A criança é ativa, o ser chamada prontamente atendeu levantando-se e depois de com o olhar conferir que sua mãe também levantara se dirigiu ao consultório.

Na sala enquanto entrevisto a mãe mantém o foco disperso olhando os objetos e trocando olhares com os alunos do internato que assistem ao atendimento.

Tem aparência geral bem cuidada, estatura adequada para idade, mas com baixo peso.

Contato Visual Duradouro = Comunicação

Quando indagada, mantem contato visual adequado com o examinador, afere as perguntas e responde de forma tímida, tem inteligência satisfatória, não há sinais para alucinações ou delírios, comportamento cooperativo durante a avaliação e não se observou tiques ou maneirismo.

 

Discussão Diagnóstica

Estamos diante de uma criança com demonstração de vários aspectos físicos e neurológicos normais, quais sejam?

Nascimento e desenvolvimento neuropsicomotor habituais, não tem histórico de crises epilépticas, pois não há histórico de quedas ou ferimentos e sequer hospitalizações.

Existe um nítido histórico de prejuízo escolar, sem prejuízo do convívio familiar e já foi investigada e não há deficiência visual e ao ser chamada na sala de espera ficou demonstrado que não há prejuízo de audição ou cognitivo.

O bom contato interpessoal, o histórico de uso dos objetos conforme sua utilidade e a comunicação efetivo demonstram que não há transtorno invasivo da infância, estando excluída hipótese de TEA.

Contudo a história e exame durante a entrevista são típicos para TDAH, com predomínio para desatenção, como é típico na meninas (no mundo da lua), ao contrário dos meninos, predominantemente hiperativos (hipercinéticos).

 

Conduta

Orientado a mãe sobre o diagnóstico, tratamento e prognóstico e que por ora poderia aguardar para fazer os exames somente se viessem a se demonstrar necessários.

Escolhido combinar um tricíclico com estimulantes, solicitado que a mãe conduzisse as atividades escolares em casa e solicitado retorno.

 

Evolução

Em dois meses retornaram com a mãe relatando que o sono melhorou, que não aconteceu mais enurese e que nas notas ainda não notaram porque ainda não fizeram provas, mas que o caderno está bem mais completo e as professoras já tem notado progresso positivo da aluna em sala.
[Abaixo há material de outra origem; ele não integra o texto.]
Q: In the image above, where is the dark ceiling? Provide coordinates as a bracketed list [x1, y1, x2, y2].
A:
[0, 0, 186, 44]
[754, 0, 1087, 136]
Estímulo e Supervisão em Casa

A mãe pede se precisa fazer os exames, então explico que eu nos os solicitaria, mas que foi o outro médico que pediu, então ela precisa escolher, se manter o tratamento ou fazer exames diante dos fatos que se demonstraram.

Expliquei que o colega como neurologista, fez a obrigação dele, que seria pesquisar doenças neurológicas, como anormalidades cerebrais físicas na TC e Epilepsias no EEG, mas que não temos indícios na história clínica e os resultados do tratamento para TDAH foram bons, confirmando nossa suspeita diagnóstica.

 

Conclusão

Muito mais importante que os exames complementares é se detalhar a historia do paciente, a observação do paciente me sala e a descrição dos comportamento pelos familiares.

A indagação dirigida do profissional pesquisando as enfermidades mais frequentes e pertinentes ao caso com prejuízo escolar e avaliar os relatórios elaborados pela escola fez esclarecer o que seriam os “apagões em sala de aula.”

No caso em tela, muito provavelmente, se tivesse feito os exames estes seriam normais e ganharia alta da neurologia com a informação de que tudo estava normal, que não haveria doença e a criança continuaria com prejuízo escolar.

O valor que não dispendeu em comprar TC e EEG provavelmente será suficiente para comprar os medicamentos por alguns anos.

Lembrando que deverá usar continuamente, ao menos até a adolescência, quando o amadurecimento e as terapias poderão dar conta dos sintomas da Desatenção que podem se manter na vida adulta em 50% dos casos.